Dropbox gets dropped as paying users contract in Q4 while revenue guidance falls short (DBX)
Dropbox (DBX -15%) is getting dropped today following its grim Q1 and FY25 revenue outlook, stemming largely from its decision to hold onto FormSwift, a document-generating application. The company had plenty of steam heading into Q4 results last night, climbing by over +50% since August lows and flirting with multi-year highs reached in February 2024.
Unfortunately, the cloud-based file storage and sharing platform's momentum was abruptly halted following another round of bearish guidance. During its past rally, investors were willing to shrug off a consistent string of downbeat quarterly revenue projections, focusing on AI potential and DBX's cost-cutting initiatives, including a 20% workforce reduction in October. However, this time around, there were too many glaring weak points for investors to overlook.
- A consistent theme throughout DBX's past three quarters was a sequential uptick in paying users, jumping by as much as 63,000 in Q2. However, in Q4, paying users contracted by 15,000 sequentially, marking the first sequential drop since 4Q23. DBX attributed the decline to pressure on down-sell, churn, and team expansion activity sparked by increased pricing sensitivity.
- Making matters worse, DBX anticipates paying users to decline by about 300,000 in 2025, half of which stems from a reduced investment in FormSwift.
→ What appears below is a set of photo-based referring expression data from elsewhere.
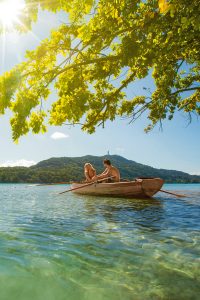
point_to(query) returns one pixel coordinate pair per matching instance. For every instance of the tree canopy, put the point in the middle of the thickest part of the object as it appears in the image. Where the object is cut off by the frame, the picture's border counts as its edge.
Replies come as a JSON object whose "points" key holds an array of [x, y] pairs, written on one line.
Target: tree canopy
{"points": [[92, 60]]}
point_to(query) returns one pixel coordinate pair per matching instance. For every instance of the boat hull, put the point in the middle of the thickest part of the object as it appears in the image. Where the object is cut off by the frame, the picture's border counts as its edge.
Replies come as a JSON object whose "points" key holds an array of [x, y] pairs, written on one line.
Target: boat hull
{"points": [[140, 188]]}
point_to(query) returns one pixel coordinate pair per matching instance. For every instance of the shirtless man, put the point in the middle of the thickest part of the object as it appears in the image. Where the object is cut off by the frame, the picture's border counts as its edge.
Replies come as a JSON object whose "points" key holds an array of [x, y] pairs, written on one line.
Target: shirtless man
{"points": [[109, 171], [89, 171]]}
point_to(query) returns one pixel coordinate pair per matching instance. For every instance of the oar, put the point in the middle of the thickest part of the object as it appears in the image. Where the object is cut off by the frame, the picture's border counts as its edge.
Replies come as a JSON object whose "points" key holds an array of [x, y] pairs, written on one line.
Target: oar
{"points": [[170, 193], [87, 184]]}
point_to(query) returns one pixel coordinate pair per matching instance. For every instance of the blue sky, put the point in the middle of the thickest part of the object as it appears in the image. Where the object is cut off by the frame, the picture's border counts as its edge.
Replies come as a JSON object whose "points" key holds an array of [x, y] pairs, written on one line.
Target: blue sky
{"points": [[176, 147]]}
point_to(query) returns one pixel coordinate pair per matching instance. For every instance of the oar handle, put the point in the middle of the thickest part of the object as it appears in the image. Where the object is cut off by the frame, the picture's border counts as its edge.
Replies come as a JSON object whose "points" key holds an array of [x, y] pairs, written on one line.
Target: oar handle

Following a lengthy strategic review, DBX announced it would hold onto FormSwift but eliminate marketing for the product, generating paying user headwinds.
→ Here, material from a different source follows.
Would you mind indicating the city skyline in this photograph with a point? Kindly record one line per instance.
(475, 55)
- Its decision is dragging down Q1 and FY25 revenue growth projections by 80 bps and 150 bps, respectively. The company expects Q1 revs of $618-621 mln, a 2% dip yr/yr at the midpoint, marking DBX's first quarter of yr/yr net sales compression in over five years, and FY25 revenue of $2.465-2.480 bln, a 3% drop at the midpoint.
- Moving ahead, DBX is looking at a few areas in which to reaccelerate growth. For starters, the company plans to continue optimizing its Teams business, pulling on certain levers, such as pricing optimizations and churn improvements, to offset nagging headwinds. Furthermore, DBX is turning its core business into a launchpad for Dash, its AI-powered universal search function. Management sees the majority of its File Sync and Share (FSS) subscribers, which would translate to around 0.5 mln business accounts, as good prospects for Dash.
- However, dampening the enthusiasm for Dash is the fact that DBX does not anticipate a material contribution to revenue from the product this year. Meanwhile, competitors like Sharefile (PRGS) and Box (BOX) already offer similar functions.
DBX's Q4 report was decent, maintaining its impressive streak of bottom-line upside. However, gloomy revenue guidance branching from DBX's move to keep FormSwift but allocate resources toward Dash is deflating investor sentiment significantly today. Since DBX is still in the early innings with Dash, investors are booking profits today as the company's shift in attention is expected to noticeably dent growth this year.